Select rows with jsonb column that have different values in one jsonb attribute and matching values in another jsonb attribute

I have a table notifications which contain a payload column of type jsonb with a gin index on this column. The talbe currently contains 2,742,691 rows

The table looks something like this:

id	payload	created_at
1	{"customer": {"email": "[email protected]", "externalId": 111 }	2022-06-21
2	{"customer": {"email": "[email protected]", "externalId": 222 }	2022-06-20
3	{"customer": {"email": "[email protected]", "externalId": 333 }	2022-06-20
4	{"customer": {"email": "[email protected]", "externalId": 444 }	2022-04-14
5	{"customer": {"email": "[email protected]", "externalId": 555 }	2022-04-12
6	{"customer": {"email": "[email protected]", "externalId": 666 }	2022-06-10
7	{"customer": {"email": "[email protected]", "externalId": 666 }	2022-06-11

I am trying to query a list of email addresses that match the following condition:

multiple rows for the same email address exist
one of those rows does have a different externalId than one of the previous ones
created_at is within the last month

For the example table contents, this should only return [email protected] because

[email protected] only appears once
[email protected] doesnt have a row that was created within the last month
[email protected] has multiple rows but all of them have the same externalId

What I was trying is using a LEFT JOIN LATERAL like this:

select
  n.payload -> 'customer' -> 'email'
from
  notifications n
  left join lateral (
    select
      n2.payload -> 'customer' ->> 'externalId' tid
    from
      notifications n2
    where
      n2.payload @> jsonb_build_object(
        'customer',
        jsonb_build_object('email', n.payload -> 'customer' -> 'email')
      )
      and not (n2.payload @> jsonb_build_object(
        'customer',
        jsonb_build_object('externalId', n.payload -> 'customer' -> 'externalId')
      ))
      and n2.created_at > NOW() - INTERVAL '1 month' 
    limit
      1
  ) sub on true
where
  n.created_at > NOW() - INTERVAL '1 month'
  and sub.tid is not null;

however, this is taking ages to run.
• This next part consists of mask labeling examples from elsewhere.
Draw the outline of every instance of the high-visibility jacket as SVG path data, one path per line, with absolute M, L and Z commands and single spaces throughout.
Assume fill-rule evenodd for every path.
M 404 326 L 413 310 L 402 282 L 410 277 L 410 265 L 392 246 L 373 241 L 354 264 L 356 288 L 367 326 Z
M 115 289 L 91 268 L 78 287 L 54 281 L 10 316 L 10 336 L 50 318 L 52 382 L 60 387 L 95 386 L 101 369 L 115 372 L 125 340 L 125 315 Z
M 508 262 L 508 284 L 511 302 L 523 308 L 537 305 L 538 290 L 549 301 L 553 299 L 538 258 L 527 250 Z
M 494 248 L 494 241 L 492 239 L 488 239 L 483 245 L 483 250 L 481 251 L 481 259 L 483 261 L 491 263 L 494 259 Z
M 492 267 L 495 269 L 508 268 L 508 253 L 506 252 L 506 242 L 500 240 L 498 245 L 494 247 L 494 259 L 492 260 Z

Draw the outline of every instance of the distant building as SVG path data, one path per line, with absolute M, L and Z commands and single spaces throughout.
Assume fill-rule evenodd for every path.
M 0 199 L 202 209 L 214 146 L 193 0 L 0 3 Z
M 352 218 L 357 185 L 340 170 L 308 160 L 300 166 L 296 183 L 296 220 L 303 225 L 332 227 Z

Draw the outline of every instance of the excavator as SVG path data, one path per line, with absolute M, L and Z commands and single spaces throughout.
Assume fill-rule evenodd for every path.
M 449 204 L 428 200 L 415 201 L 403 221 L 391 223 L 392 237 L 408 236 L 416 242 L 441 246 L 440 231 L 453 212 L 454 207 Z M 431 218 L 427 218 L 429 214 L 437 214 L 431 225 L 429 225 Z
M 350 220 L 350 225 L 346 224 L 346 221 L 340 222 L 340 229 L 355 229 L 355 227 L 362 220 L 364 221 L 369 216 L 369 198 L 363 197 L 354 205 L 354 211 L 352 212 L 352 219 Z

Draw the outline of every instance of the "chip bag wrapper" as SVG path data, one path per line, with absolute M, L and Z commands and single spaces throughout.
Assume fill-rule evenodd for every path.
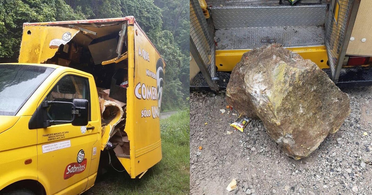
M 251 120 L 252 119 L 246 116 L 240 114 L 239 116 L 239 117 L 231 123 L 230 126 L 243 132 L 246 126 L 249 123 Z

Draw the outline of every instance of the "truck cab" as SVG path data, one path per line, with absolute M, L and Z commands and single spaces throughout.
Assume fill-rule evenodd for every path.
M 165 66 L 133 16 L 24 24 L 18 63 L 0 64 L 0 193 L 81 194 L 103 152 L 144 174 Z

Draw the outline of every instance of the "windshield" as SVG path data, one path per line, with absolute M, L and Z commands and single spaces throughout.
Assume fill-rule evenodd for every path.
M 0 64 L 0 115 L 15 116 L 54 69 Z

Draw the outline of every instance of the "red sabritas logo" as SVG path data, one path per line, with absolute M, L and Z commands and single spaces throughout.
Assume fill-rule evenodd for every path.
M 63 179 L 67 179 L 74 175 L 82 173 L 85 170 L 87 166 L 87 159 L 84 158 L 85 153 L 84 151 L 81 150 L 77 153 L 76 160 L 77 163 L 70 163 L 66 166 L 65 174 L 63 174 Z
M 63 175 L 63 179 L 67 179 L 75 174 L 78 174 L 83 172 L 85 170 L 86 166 L 86 158 L 84 158 L 80 164 L 78 163 L 73 163 L 68 164 L 65 169 L 65 174 Z

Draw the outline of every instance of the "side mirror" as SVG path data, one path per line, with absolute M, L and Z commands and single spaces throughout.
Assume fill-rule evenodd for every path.
M 50 118 L 48 117 L 47 108 L 52 104 L 57 107 L 61 106 L 71 108 L 71 118 L 67 116 L 68 119 L 64 118 L 63 120 L 49 120 Z M 31 117 L 29 122 L 29 129 L 45 128 L 55 125 L 69 123 L 72 123 L 74 126 L 85 126 L 88 125 L 89 109 L 89 102 L 84 99 L 74 99 L 72 102 L 44 101 Z M 68 108 L 67 110 L 66 113 L 68 115 L 65 115 L 65 116 L 69 114 L 68 113 L 70 111 L 68 111 Z
M 78 111 L 73 120 L 74 126 L 85 126 L 88 125 L 89 105 L 88 100 L 84 99 L 74 99 L 72 103 L 75 104 L 75 109 Z

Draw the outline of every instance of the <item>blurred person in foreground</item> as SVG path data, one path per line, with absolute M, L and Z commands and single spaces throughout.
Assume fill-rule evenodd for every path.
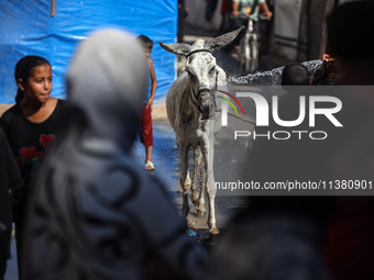
M 20 187 L 23 181 L 1 127 L 0 178 L 0 280 L 3 280 L 7 271 L 7 260 L 11 257 L 12 210 L 9 190 Z
M 360 86 L 352 96 L 361 100 L 358 111 L 374 111 L 374 4 L 354 1 L 339 5 L 327 19 L 328 53 L 339 71 L 337 85 Z M 346 87 L 350 88 L 350 87 Z M 352 107 L 343 102 L 343 108 Z M 367 109 L 369 108 L 369 109 Z M 373 116 L 346 117 L 354 127 L 342 135 L 334 173 L 341 178 L 372 181 L 374 175 Z M 345 126 L 345 125 L 344 125 Z M 374 192 L 374 191 L 373 191 Z M 374 194 L 374 193 L 373 193 Z M 373 195 L 372 194 L 372 195 Z M 324 254 L 337 280 L 374 279 L 374 197 L 336 197 L 326 231 Z
M 147 67 L 118 30 L 85 41 L 67 76 L 76 123 L 41 167 L 24 279 L 196 279 L 205 250 L 162 183 L 133 163 Z

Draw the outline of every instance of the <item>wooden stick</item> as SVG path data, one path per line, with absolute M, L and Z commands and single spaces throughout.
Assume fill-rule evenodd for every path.
M 51 3 L 51 16 L 55 16 L 55 3 L 56 3 L 56 1 L 52 0 L 52 3 Z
The Query plan for this looks like https://explain.depesz.com/s/mriB

QUERY PLAN
Nested Loop  (cost=0.17..53386349.38 rows=259398 width=32)
  ->  Index Scan using index_notifications_created_at on notifications n  (cost=0.09..51931.08 rows=259398 width=514)
        Index Cond: (created_at > (now() - '1 mon'::interval))
  ->  Subquery Scan on sub  (cost=0.09..205.60 rows=1 width=0)
        Filter: (sub.tid IS NOT NULL)
        ->  Limit  (cost=0.09..205.60 rows=1 width=32)
              ->  Index Scan using index_notifications_created_at on notifications n2  (cost=0.09..53228.33 rows=259 width=32)
                    Index Cond: (created_at > (now() - '1 mon'::interval))
                    Filter: ((payload @> jsonb_build_object('customer', jsonb_build_object('email', ((n.payload -> 'customer'::text) -> 'email'::text)))) AND (NOT (payload @> jsonb_build_object('customer', jsonb_build_object('externalId', ((n.payload -> 'customer'::text) -> 'externalId'::text))))))
JIT:
  Functions: 13
  Options: Inlining true, Optimization true, Expressions true, Deforming true

Any pointers what I'm doing wrong here / how to optimize this?

Solution

PostgreSQL's planner has no real insight into the internals of the JSON values, so it doesn't know how many rows from n2 are expected to have the same email as some row from n does. For that matter, it doesn't even know that that is the question being considered, as it doesn't understand how @> interacts with the inner workings of jsonb_build_object. So it just uses some very generic row estimates for the planning, and probably overestimates the number of rows substantially.

Your best bet is probably to pull the email and externalId out of the JSONB and put them into real columns. This will make it easier both to make better plans available, and make better info available so that the planner can choose those better plans.

The better plan would be to use a composite index on (email, created_at) so it can jump directly to the part of the index that satisfies both the email equality condition and the created_at inequality simultaneously.

If you can't refactor the data, then you could at least use an multi-column expressional index to get much of the benefit, for example on notifications ((payload -> 'customer' ->> 'email'), created_at) Then you would need to rewrite the first @> condition in your query to look like:

n2.payload->'customer'->>'email' = n.payload -> 'customer' ->> 'email'

You could also include the externalId expression as the 3rd column in the index, in which case the other @> condition would need to be rewritten in an analogous way.

After building an expressional index, you should immediately manually ANALYZE the table, otherwise the planner won't have the expression statistics it might need to make the best choice.